Malgré cet accroissement du déficit global, le solde ordinaire demeure légèrement positif, à plus de 1,63 MMDH à fin avril, traduisant un certain équilibre entre les recettes et les dépenses ordinaires hors investissement.

Les engagements de dépenses ont, pour leur part, atteint 369,9 MMDH, soit un taux global d’engagement de 41%, contre 39% un an auparavant, avec un taux d’émission sur engagements de 77%.

En parallèle, les recettes douanières ont poursuivi leur progression, atteignant 33,8 MMDH à fin avril, en hausse de 9,5% sur un an. Cette évolution est principalement portée par la fiscalité à l’importation.
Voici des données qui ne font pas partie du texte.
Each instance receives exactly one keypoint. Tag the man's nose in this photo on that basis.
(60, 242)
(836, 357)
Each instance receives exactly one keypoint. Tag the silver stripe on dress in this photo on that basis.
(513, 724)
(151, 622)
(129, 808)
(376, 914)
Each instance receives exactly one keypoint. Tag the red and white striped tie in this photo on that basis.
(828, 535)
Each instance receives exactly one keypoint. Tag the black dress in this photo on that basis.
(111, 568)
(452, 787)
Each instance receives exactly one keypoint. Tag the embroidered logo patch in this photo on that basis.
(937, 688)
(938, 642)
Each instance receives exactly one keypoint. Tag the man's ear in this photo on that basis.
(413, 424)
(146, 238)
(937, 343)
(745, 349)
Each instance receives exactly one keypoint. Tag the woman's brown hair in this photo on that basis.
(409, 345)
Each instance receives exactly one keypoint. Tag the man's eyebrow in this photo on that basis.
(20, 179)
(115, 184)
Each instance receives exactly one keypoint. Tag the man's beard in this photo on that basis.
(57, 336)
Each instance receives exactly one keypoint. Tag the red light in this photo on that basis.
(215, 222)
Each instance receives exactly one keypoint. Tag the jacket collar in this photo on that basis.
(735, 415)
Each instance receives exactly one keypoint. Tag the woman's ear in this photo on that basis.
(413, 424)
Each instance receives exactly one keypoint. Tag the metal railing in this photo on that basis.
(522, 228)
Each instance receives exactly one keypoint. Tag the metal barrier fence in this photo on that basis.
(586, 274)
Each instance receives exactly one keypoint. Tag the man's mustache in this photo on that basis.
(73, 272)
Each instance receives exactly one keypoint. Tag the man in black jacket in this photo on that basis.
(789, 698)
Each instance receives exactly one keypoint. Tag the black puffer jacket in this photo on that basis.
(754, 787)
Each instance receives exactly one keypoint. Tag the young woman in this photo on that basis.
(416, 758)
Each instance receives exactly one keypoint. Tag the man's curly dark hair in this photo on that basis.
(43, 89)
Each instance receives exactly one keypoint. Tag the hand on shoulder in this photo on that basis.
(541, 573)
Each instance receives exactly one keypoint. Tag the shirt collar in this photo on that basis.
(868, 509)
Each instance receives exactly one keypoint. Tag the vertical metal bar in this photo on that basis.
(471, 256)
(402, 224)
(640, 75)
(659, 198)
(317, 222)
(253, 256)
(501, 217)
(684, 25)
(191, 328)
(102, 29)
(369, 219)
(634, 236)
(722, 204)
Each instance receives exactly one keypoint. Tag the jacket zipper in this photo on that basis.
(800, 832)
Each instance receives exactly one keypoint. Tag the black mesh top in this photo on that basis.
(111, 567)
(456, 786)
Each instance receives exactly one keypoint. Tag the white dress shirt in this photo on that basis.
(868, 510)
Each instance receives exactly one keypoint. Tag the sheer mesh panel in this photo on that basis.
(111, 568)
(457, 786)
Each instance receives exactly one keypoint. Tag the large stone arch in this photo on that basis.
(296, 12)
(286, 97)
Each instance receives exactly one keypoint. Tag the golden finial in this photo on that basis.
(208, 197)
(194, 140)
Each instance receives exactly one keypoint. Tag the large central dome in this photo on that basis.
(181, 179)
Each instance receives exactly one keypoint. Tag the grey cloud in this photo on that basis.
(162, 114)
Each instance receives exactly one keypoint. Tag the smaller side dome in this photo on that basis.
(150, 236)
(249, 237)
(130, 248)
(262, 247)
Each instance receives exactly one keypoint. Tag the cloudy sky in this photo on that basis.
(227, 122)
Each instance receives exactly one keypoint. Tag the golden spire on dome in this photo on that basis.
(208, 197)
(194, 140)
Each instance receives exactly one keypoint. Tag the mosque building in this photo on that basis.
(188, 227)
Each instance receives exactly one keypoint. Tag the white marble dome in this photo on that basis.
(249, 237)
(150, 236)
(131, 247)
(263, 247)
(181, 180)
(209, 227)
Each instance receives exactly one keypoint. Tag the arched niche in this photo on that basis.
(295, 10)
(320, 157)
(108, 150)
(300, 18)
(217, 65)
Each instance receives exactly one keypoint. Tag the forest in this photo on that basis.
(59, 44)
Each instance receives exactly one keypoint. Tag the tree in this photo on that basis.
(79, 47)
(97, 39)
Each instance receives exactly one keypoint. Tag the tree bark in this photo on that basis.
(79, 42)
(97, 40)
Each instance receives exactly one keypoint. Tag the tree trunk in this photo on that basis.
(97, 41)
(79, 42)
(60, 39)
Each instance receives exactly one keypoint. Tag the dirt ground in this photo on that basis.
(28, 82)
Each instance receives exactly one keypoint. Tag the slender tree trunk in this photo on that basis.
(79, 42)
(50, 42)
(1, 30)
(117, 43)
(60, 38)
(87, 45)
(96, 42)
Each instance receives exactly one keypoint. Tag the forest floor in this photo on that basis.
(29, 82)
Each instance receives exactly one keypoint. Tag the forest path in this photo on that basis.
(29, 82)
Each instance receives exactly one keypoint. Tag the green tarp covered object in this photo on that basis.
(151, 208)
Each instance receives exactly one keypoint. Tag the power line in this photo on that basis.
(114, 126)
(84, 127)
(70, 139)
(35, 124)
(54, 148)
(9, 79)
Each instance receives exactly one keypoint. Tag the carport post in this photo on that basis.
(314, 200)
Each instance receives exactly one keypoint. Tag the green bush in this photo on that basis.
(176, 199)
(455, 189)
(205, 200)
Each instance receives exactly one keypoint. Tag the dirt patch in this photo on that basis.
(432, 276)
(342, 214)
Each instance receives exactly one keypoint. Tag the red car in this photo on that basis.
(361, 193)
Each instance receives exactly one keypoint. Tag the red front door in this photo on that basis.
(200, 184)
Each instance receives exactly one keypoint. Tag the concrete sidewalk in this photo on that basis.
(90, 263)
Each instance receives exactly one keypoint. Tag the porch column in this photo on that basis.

Les recettes issues de la TVA à l’importation se sont établies à 20,66 MMDH, en progression de 7,7%, tandis que les droits de douane ont généré 5,56 MMDH (+6,5%). La Taxe intérieure sur la consommation (TIC) appliquée aux produits énergétiques a, quant à elle, affiché la plus forte progression, avec une hausse de 17,4% à 7,58 MMDH.

Au total, les recettes brutes de la fiscalité douanière, hors remboursements et restitutions fiscales, ont dépassé 39,3 MMDH, en progression de 11%.